Many subsequent works of Jewish mysticism were profoundly touched by the spirit ever present in the Zohar. One of the great 18th century works that reflect is the work known as the Tanya which was written by Rabbi Shenier Zalman of Liadi (1745B1813), founder of Habad Hasidism. The Tanya is essentially a spiritual tract pertaining to personal growth and the time-honored teachings of Jewish mysticism. Shenier Zalman of Liadi was the founder of the Chabad school of thought.
The term “Chabad” is an acronym for Chochma (the power of conceptualization) Binah (discernment and understanding) and Da’at (knowledge that is existential and feeling). Of all the early students of the Maggid of Meseritz, Shenir Zalman stressed the most intellectual approach in the service of God. The goal of the Tanya was to help ordinary people become spiritually deep. In the theology of the Tanya, the author did not concern himself with the spiritual welfare of the Tsadik [righteous man] who mastered and transformed his own inner darkness to light. To Sheneir Zalman, his goal was to improve the spiritual consciousness of the Beinoni — the average person.

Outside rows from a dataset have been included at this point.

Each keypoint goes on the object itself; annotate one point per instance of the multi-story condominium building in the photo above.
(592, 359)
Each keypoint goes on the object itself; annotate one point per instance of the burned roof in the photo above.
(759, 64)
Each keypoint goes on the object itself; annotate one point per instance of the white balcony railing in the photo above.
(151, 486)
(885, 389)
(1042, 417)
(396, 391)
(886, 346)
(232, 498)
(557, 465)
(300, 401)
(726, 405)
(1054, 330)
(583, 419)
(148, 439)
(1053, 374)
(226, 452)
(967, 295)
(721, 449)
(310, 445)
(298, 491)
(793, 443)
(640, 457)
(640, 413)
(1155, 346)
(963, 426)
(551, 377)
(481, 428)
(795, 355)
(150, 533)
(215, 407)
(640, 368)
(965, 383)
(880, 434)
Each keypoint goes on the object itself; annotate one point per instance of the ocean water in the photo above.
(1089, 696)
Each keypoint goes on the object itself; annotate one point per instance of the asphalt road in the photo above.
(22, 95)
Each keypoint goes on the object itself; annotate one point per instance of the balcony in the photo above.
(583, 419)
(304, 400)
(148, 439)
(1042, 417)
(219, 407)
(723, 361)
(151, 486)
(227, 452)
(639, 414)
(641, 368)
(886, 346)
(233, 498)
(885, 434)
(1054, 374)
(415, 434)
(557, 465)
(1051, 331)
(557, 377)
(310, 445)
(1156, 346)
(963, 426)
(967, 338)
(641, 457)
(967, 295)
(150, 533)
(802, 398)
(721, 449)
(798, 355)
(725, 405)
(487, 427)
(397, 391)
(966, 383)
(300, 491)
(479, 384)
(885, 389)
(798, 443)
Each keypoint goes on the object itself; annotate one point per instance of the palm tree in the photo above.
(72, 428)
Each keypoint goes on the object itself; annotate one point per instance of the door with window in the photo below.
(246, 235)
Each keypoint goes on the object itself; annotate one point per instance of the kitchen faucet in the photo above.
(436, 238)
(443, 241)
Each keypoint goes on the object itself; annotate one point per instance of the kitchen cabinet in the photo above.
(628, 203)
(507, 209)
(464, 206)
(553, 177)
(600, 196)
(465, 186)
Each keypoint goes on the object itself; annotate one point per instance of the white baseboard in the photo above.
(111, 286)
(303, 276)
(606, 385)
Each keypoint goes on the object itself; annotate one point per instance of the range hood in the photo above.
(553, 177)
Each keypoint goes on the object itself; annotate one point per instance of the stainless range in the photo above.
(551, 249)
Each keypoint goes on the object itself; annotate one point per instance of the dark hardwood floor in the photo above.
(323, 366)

Keeping with the devotional piety of the Baal Shem Tov (1698-1760) who founded the Hasidic movement, Shenier Zalman wrote a book detailing how every person may master his own thoughts, speech and actions. Central to the Tanya is the contemplative experience [which he terms hitbonenut] where the worshiper focuses on the Unity of God and the earthly realization of the Heavenly Kingdom. The task of the beinoni is not “to change darkness into light or bitter into sweet,” nor can he be expected to transform evil into good. Shenier Zalman’s goal is quite pragmatic — resist the temptation to do wrong. Sheneir Zalman does not see evil as bad per se, it is there to test our moral character. When the beinoni learns to defy evil, the Presence of God becomes manifest in all spiritual worlds.

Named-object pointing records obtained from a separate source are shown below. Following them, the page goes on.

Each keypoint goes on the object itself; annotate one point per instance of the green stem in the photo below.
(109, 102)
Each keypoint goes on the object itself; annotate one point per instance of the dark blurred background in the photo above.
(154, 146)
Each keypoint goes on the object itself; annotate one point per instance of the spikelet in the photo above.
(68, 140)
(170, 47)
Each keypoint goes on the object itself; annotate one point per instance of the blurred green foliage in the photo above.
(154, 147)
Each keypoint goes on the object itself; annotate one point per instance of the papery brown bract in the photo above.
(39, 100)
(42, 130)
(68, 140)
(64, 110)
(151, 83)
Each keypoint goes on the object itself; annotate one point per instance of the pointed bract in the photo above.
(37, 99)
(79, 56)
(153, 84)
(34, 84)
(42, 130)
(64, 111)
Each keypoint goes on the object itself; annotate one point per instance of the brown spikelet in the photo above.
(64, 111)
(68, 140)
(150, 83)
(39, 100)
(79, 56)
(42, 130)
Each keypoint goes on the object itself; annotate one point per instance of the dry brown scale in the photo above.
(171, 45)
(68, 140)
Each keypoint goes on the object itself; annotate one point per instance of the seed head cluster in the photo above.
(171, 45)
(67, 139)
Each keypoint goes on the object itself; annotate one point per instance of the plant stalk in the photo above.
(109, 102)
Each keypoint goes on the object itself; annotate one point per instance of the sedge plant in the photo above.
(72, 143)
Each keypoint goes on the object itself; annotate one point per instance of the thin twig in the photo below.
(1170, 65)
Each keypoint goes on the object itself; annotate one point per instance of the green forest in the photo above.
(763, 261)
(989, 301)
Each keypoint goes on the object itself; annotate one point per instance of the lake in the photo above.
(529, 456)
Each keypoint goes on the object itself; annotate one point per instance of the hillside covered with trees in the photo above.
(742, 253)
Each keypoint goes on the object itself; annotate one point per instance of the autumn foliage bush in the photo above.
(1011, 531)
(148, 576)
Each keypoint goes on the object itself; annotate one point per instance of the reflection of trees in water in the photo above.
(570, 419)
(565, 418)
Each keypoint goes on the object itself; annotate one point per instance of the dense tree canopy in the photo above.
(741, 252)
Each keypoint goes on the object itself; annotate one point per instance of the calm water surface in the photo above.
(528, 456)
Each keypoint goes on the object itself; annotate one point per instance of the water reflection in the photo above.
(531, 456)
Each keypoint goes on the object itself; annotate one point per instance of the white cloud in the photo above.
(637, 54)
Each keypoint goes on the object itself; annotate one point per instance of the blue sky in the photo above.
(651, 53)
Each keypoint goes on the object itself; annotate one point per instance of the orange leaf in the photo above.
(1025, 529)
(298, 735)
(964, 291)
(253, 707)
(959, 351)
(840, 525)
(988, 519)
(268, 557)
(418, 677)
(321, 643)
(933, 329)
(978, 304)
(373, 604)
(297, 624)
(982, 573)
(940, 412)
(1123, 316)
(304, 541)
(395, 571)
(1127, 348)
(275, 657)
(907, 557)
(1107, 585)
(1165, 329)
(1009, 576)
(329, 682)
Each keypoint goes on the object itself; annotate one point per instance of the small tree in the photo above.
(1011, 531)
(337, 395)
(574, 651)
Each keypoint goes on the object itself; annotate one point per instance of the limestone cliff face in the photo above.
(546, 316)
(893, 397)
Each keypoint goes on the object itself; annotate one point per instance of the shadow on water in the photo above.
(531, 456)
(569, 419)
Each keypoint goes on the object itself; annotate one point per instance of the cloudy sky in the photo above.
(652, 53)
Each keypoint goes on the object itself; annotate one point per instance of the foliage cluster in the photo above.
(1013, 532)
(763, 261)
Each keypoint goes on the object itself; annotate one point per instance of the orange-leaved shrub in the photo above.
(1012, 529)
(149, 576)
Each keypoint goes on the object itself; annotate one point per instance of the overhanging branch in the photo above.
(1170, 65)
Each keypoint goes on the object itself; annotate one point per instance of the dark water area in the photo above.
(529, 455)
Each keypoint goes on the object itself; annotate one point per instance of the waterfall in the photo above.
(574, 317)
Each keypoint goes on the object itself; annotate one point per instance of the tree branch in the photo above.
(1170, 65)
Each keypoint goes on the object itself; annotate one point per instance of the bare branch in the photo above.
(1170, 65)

Again drawing inspiration from the Baal Shem Tov, the Tanya stresses that within our heart is a profound desire to connect with the Divine, and that all one had to do was to blow the embers that laid dormant in one’s soul to arouse it into a mighty flame. No intellectual awareness was worth its salt unless it had the power to effect a spiritual change in the human personality for the better. The Tanya also stresses the spiritual power that is ever present in the mitzva, and that without love and awe, worship of God was impossible. As is true with all Chassidic teachings, joy is an essential quality we must experience — especially when engaged in prayer.
One of the Tanya’s most beautiful tracts dealing with creation spirituality is his Sha’ar ha-Yihud ve-ha-Emunah — the “Portal to Unification and Faith.” In this tract, Shenier Zalman stresses the hidden power of the Divine that is ever-present within creation. In our desire to get close to God, we must not deny the world and everything that it contains as an illusion. On the contrary, we must learn to see the power of the Divine that is animating all things continuously. Essential in any spiritual growth, is the experience of “bittul hyesh” putting the egoic-self aside i.e., transcending the walls and boundaries of the ego will enable to behold and experience a newer and infinitely grander spiritual landscape. This spiritual surrendering of the self is the only way we will ever be able to build a terrestrial home for the Shekhinah to dwell in. This section has long been one of the great works of Chabad philosophy and invites interesting comparison to Rabbi Chaim of Volozhin’s Nefesh HaChayim, which develops similar themes.